The leader of the far-right FN said that he might still run in the snap parliamentary election called for 25 May and 1 June. He would make the announcement when "the time was right".

Le Pen boasted that, if requested to do so, the "quasi-totality" of the FN candidates would be "delighted" to stand down and surrender their constituencies for him. The "quasi-totality", please note, not the totality.

There are two reasons for Mr Le Pen's unaccustomed shyness. First, he knows that the other parties will mobilise all their heaviest weaponry against him as soon as they know where he is standing.

Second, Mr Le Pen is reluctant to stand at all. His closest advisers have warned him that it would be seriously damaging if he ran and lost, while his de facto Number Two, the rising power in the FN, Bruno Megret ran and won.

Mr Megret, as expected, will be the FN candidate in Vitrolles-Marignane, the constituency north of Marseilles which included the town where his wife, Catherine, won a pivotal mayoral election in February. This seat, nurtured by Mr Megret for years, is the one near-certain FN gain in next month's election. Mr Megret, it can be assumed, is the one FN candidate who would not be delighted to give up his seat to his boss.

A simultaneous Megret victory and a Le Pen defeat in the parliamentary election would be a desperate blow to the amour propre of Le Bete. It would also consolidate Mr Megret's claim to be the future leader of the party - the man capable of making the FN respectable to wavering voters who dislike the vulgarity and intermittently overt extremism of Le Pen.

The FN leader's difficulties point to the continuing electoral and strategic weaknesses of Lepenism, despite the victory in Vitrolles and its colonisation of a large part of the French working class.

The Front is running at about 13 to 15 per cent in opinion polls: this would be a historical high for the FN in a parliamentary election.

It would be enough to put over 100 (Mr Le Pen predicts 200) FN candidates into the second round of voting on 1 June.

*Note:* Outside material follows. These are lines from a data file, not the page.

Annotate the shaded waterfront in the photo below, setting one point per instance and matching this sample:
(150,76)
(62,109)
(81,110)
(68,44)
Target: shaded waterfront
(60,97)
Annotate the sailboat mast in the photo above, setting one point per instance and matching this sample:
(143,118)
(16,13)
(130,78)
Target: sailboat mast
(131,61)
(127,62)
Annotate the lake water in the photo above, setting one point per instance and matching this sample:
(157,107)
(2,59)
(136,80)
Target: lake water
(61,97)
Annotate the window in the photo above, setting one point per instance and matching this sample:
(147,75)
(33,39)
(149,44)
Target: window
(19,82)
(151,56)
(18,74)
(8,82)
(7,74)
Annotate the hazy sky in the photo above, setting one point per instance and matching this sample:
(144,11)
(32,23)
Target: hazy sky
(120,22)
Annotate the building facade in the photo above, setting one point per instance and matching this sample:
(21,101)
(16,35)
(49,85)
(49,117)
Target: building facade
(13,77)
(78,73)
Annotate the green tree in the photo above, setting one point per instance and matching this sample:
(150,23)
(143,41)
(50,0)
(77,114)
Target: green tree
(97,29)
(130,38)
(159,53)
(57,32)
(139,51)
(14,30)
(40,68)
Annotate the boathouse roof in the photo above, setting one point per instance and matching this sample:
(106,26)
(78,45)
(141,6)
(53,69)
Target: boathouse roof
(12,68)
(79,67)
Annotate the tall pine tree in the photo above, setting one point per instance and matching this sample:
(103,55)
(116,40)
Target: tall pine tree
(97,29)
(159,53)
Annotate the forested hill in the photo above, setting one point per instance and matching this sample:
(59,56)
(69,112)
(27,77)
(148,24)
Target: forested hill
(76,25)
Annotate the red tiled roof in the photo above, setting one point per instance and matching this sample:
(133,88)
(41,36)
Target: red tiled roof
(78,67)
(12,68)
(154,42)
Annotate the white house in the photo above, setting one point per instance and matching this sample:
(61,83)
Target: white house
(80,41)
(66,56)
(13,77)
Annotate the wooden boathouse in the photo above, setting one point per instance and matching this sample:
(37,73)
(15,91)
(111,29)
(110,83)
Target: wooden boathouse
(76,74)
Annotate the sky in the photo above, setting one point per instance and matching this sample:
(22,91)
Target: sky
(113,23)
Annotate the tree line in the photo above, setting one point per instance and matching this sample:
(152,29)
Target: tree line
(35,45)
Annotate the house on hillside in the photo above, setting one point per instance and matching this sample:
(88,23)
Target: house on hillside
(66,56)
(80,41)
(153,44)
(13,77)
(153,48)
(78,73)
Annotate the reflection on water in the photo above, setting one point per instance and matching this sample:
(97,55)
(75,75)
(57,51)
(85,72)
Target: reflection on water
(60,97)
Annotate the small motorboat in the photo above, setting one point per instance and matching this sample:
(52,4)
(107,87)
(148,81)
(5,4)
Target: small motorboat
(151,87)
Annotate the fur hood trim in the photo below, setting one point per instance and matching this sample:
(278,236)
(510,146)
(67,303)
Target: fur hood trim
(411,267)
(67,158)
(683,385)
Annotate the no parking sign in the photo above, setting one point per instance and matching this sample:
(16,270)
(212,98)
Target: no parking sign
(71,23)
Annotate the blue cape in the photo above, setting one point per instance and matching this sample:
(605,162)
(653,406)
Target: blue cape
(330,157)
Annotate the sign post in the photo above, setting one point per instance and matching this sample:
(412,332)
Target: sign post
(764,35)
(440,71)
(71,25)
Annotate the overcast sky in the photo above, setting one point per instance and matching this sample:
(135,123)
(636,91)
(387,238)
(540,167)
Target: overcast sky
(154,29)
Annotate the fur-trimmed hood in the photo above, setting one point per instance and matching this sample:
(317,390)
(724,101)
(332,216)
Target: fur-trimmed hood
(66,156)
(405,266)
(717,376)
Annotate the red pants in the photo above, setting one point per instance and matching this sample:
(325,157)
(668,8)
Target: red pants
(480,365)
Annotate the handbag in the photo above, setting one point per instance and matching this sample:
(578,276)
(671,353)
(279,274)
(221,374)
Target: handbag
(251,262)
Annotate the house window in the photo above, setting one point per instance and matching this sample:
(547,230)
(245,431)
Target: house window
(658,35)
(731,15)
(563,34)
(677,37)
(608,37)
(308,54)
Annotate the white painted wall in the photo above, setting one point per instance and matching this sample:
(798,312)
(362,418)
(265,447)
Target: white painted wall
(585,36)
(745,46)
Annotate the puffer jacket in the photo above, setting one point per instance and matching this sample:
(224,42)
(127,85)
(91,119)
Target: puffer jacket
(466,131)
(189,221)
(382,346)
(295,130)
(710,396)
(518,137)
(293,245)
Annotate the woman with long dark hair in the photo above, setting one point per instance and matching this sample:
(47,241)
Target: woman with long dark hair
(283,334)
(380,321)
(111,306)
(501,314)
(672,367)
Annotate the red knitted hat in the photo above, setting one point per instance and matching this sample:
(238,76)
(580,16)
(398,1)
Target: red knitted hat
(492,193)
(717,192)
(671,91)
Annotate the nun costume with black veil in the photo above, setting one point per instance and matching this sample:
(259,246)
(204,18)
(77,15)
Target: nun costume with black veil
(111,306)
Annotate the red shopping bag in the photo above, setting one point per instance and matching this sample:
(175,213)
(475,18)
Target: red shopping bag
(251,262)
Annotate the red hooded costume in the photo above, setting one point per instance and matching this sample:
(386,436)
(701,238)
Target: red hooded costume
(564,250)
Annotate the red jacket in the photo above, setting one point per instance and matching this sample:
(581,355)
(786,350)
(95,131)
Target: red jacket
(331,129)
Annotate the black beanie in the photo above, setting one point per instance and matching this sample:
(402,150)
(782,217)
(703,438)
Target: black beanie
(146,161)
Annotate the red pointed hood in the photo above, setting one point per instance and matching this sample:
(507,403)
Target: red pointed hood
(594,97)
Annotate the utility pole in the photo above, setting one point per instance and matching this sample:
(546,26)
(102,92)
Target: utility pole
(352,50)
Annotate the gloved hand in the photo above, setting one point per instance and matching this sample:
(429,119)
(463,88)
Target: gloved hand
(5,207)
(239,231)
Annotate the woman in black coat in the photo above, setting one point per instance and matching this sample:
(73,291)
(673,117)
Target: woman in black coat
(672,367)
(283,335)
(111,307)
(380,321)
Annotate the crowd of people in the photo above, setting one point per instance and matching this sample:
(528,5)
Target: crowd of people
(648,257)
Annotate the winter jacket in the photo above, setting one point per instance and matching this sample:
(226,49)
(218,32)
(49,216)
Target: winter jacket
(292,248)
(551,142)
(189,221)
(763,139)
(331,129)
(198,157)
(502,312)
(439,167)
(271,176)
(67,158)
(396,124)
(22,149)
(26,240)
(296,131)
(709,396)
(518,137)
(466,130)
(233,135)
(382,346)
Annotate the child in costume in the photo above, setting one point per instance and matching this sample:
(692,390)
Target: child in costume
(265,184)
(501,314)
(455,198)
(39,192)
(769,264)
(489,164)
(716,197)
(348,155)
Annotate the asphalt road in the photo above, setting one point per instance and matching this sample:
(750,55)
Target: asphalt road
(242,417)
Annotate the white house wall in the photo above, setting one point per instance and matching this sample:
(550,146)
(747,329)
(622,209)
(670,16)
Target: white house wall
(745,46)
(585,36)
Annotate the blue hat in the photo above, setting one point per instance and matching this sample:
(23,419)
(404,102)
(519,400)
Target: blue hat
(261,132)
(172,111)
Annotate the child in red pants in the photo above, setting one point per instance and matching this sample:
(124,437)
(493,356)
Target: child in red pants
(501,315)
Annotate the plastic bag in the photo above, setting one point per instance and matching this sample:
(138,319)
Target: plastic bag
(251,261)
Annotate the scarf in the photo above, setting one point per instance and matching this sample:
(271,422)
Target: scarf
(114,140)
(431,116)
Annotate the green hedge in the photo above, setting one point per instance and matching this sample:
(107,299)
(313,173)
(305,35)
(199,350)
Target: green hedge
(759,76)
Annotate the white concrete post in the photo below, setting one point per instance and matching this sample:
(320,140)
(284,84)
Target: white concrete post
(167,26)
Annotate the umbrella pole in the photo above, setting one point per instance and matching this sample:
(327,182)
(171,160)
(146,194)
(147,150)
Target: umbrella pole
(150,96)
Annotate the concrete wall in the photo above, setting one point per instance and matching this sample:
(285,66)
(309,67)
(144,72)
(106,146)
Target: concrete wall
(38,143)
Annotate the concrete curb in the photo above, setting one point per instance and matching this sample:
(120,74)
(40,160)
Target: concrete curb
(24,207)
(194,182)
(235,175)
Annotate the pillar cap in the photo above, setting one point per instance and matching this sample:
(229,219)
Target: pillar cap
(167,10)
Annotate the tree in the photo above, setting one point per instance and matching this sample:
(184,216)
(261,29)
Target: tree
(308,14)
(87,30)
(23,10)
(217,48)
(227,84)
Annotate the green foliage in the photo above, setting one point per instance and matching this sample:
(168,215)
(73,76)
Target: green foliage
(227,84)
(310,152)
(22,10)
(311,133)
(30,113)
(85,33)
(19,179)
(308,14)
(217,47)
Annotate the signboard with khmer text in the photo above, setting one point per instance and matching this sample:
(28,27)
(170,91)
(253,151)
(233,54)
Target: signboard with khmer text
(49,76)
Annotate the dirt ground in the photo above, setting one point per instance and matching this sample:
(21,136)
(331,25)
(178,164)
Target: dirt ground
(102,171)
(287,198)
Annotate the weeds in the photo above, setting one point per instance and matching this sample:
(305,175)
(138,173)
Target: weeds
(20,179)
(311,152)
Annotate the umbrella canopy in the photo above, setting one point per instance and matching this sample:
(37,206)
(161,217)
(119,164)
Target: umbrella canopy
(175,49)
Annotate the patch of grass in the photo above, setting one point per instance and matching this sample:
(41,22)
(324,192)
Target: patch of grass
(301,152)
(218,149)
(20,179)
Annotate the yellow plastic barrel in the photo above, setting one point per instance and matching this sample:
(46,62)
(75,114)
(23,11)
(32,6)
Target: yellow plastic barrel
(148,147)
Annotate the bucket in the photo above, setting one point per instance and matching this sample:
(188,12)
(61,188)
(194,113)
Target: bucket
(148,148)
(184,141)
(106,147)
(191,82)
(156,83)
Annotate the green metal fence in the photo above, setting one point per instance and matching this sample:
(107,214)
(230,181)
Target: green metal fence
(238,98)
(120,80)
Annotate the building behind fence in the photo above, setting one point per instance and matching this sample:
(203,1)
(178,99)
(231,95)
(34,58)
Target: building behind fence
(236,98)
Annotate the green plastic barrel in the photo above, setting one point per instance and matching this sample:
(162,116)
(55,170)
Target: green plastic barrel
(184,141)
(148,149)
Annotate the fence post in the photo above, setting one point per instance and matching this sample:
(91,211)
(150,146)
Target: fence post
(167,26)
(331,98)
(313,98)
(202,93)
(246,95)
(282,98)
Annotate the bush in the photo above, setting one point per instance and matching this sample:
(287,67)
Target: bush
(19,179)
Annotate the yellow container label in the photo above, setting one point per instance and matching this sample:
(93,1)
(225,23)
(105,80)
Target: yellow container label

It would bring about scores of awkward three-way second round contests, which might prevent the centre- right parties now in government from achieving another majority.

But, unless the polls are substantially undercounting FN support, as they sometimes do, it would not give Le Pen more than a couple of seats. Le Chef said yesterday that his target was 10 seats. Political analysts say he will be lucky to gain more than one: Mr Megret's in Vitrolles.